You’ve got data. Now you choose. At this point you should commit, not drag this out another 6 vague months.

Use this simple frame:

Go / Pivot / Stop Decision Signals
DecisionWhen to Choose It
GOStrong usage + clear value + real budget signals
PIVOTClear problem, weak solution fit
STOPWeak problem, weak enthusiasm, no real buyer

GO: Green light to build more

Signals:

  • Users actually changed behavior. They used it consistently without you begging.
  • You hit or came close to your metrics (e.g., 8–10 minutes saved per task).
  • At least one buyer said, “If results hold and you integrate with X, we’d pay.”

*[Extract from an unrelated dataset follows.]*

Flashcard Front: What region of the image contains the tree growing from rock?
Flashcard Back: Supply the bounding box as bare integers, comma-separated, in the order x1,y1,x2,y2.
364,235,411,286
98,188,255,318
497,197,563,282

Next moves after Day 90 if you GO:

  • Decide if you’re doing this part‑time with a job or committing full‑time.
  • Start exploring technical co‑founders or agencies carefully.
  • Tighten the product scope for a v1 that can be sold to 1–3 paying customers.

PIVOT: Same user/problem, different angle

Signals:

  • Everyone agrees the problem is real and painful…
  • …but your current approach is clunky, too disruptive to workflow, or technically overkill.

Examples:

  • They don’t want a “new app,” but they do want a smart template inside their existing email system.
  • They don’t care about fancy analytics; they just want automated reminders.

Pivot means you keep:

  • Same user
  • Same general pain

But you change:

  • Solution format
  • Entry point (e.g., start as a reporting tool, not workflow automation)

Give yourself another 60–90 days to test the pivot, not another year.

STOP: Respectfully kill it

Signals:

  • People are polite but uninterested.
  • Real usage never happens, even with you holding their hand.
  • Buyers either have no budget or say, “We get that from our EHR vendor” or “our IT team will handle that.”

Killing an idea is not failure. Dragging a bad idea out for 3 years while your clinical career stalls—that’s failure.

If you stop, document what you learned. The next idea will be 10x better because you now know:

  • Where budget really sits
  • What adoption friction looks like
  • How slow health systems move

pie chart: Go, Pivot, Stop

Outcomes After 90-Day Validation Cycles
CategoryValue
Go25
Pivot35
Stop40

And yes, those ratios are realistic. Most ideas should die early. That’s the point.


Quick Reality Check: Time and Energy as a New Attending

You’re post‑residency. Maybe you’re moonlighting, maybe starting a job. You’re not a 22‑year‑old with no responsibilities.

So be strategic:

  • Block 10–15 hours/week for this 90‑day sprint.
  • Use early mornings or one protected day if you can swing it.
  • Batch work: one day for interviews, another for analysis, another for prototype tweaks.

If you can’t protect that time for 3 months, you probably can’t run a startup yet. Harsh, but true.


The 3 Things That Actually Matter in These 90 Days

Keep this front and center:

  1. Talk to ≥30 real users/buyers, not your friends, not LinkedIn randos.
  2. Run at least one concrete, time‑boxed pilot or concierge test with measurable outcomes.
  3. Make a hard go / pivot / stop decision at Day 90, based on numbers, not vibes.

Do that, and you’ll be miles ahead of most “stealth health tech” projects that live forever in someone’s Google Drive and never touch a patient or a clinic.